The guidelines supporting good data management drawn up by the Applying FAIR principles working group established by the research data expert panel have been published! The guidelines Improve the quality and impact of your research through data management – A guide for making your data FAIR address researchers and guides them to follow the FAIR principles throughout the research process. Taking the FAIR principles into account supports the repeatability of the research and the verification of the results afterwards. The guidelines also explain some key basic concepts of research data management.

The focus of the guidelines is on the reuse possibilities, quality and value of the data that can be evaluated from different perspectives. The guidelines offer perspectives for evaluating quality and value and guides the researcher to examine the data lifecycle from the point of view of reuse. How is the data described so that it is reusable? How are the special features of the data, such as dynamism or sensitivity, taken into account in the description and publication? How is the material compiled for publication? What kind of data is valuable?

Research data is data that is generated and/or utilised in research. The data lifecycle covers all the stages digital data, from creation to long-term storage or destruction. Managing digital materials requires planning and know-how, because weakly managed data can become corrupted, messed up or lost.

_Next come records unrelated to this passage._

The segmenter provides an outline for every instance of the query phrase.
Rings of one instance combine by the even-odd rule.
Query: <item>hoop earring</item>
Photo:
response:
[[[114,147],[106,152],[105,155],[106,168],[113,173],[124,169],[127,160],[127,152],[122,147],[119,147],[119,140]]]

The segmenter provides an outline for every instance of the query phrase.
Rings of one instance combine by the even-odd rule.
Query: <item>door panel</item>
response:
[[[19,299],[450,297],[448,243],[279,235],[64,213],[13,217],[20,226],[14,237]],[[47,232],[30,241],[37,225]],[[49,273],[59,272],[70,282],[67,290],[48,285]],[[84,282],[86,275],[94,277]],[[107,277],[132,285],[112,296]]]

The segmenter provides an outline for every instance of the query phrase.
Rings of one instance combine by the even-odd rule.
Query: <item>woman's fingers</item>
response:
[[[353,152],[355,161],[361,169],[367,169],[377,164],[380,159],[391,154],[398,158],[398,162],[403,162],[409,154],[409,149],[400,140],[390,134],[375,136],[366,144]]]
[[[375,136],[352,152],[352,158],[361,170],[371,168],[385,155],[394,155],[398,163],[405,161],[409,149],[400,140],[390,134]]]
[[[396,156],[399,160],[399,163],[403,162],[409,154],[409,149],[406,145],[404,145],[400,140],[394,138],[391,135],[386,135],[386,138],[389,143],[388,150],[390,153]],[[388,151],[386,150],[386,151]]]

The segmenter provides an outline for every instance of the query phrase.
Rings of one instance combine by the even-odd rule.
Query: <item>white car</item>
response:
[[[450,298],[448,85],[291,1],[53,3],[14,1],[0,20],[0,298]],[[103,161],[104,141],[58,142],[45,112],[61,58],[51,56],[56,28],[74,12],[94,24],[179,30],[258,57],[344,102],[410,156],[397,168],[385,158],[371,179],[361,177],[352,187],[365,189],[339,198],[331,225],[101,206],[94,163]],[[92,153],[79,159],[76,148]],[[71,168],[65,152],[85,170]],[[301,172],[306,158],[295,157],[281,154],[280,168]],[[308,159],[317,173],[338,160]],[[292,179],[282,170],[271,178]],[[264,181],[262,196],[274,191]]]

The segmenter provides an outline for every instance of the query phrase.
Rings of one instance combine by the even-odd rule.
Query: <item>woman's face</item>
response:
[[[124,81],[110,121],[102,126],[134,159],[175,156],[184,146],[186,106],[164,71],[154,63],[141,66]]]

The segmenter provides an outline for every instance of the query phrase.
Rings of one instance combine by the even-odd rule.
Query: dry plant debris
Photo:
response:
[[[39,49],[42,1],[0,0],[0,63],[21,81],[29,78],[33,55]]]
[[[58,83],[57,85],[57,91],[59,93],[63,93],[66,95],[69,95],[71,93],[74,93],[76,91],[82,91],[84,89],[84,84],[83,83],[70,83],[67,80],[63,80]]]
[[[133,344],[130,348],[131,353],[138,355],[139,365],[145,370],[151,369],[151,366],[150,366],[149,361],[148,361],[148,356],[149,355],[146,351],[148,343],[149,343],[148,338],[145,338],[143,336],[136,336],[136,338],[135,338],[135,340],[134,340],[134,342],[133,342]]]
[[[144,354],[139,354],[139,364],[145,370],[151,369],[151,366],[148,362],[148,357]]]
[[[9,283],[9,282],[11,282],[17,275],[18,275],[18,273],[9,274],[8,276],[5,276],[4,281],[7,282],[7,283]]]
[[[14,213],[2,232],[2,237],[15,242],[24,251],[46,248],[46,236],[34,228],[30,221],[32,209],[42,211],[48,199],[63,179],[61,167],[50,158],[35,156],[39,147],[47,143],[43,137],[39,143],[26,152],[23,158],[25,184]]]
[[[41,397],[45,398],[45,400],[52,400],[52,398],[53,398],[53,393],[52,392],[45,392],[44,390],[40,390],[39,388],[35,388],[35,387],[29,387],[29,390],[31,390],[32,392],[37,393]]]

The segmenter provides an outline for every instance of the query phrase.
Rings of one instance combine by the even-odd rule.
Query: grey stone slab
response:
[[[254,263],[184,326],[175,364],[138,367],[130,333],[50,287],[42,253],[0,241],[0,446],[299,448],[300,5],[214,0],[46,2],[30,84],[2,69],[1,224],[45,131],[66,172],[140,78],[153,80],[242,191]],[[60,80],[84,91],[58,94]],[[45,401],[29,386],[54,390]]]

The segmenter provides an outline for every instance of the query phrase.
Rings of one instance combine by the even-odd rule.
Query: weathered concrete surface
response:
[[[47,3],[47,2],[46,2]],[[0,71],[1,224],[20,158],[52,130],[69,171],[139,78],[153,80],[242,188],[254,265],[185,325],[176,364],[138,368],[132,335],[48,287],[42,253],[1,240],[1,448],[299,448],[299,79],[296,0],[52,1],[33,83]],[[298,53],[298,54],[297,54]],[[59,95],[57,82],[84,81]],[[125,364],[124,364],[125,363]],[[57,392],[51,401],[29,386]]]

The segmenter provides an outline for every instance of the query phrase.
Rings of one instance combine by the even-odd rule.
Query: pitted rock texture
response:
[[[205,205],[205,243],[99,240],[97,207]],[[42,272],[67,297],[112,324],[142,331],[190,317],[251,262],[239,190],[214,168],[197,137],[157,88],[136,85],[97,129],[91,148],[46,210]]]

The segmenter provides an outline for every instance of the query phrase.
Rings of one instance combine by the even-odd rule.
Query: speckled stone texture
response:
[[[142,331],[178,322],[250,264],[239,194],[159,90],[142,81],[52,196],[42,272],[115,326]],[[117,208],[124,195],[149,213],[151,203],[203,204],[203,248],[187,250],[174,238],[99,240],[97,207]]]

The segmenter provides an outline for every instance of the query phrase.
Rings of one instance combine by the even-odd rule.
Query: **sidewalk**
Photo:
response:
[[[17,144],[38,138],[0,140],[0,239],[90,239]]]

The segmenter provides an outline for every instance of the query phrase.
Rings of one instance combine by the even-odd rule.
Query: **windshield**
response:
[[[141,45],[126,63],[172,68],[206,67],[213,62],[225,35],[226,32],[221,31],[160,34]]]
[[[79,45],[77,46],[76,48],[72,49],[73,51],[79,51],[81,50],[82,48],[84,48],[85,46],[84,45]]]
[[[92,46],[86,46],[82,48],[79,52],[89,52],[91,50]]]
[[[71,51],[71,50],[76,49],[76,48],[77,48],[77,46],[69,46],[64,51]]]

Data management starts as early as the research planning phase, and the implementation of the FAIR principles is carried out throughout the entire research process. The researcher must plan the entire data lifecycle and take into account the technical specifications related to the data and matters related to rights. Responsible research also includes the openness of the process, i.e., opening what has been done to the data and how the end result has been reached.

The FAIR principles rely on good data management

The FAIR principles, which stand for Findable, Accessible, Interoperable and Reusable, are goals that promote good data management and the quality and impact of research. Many funders and organizations also require compliance with these principles. The principles can be applied to forms of data, both quantitative and qualitative, and their goal is machine readability and interoperability of data. The same principles also apply to metadata, which describes data and makes it discoverable.

FAIR data is both human-understandable and machine-processable. Well-structured data can be combined with other data in the same format or searched. The researcher should think about how another researcher could repeat the work done. It is also important to ensure that data and methods are understandable and usable to others. Research funders and scientific publishers may also require data management and compliance with the FAIR principles.

Improve the quality and impact of your research through data management - A guide for making your data FAIR can also be applied to the needs of your own organization, and it can be used freely to support research activities. The guidelines are available in Finnish, Swedish and English on Zenodo.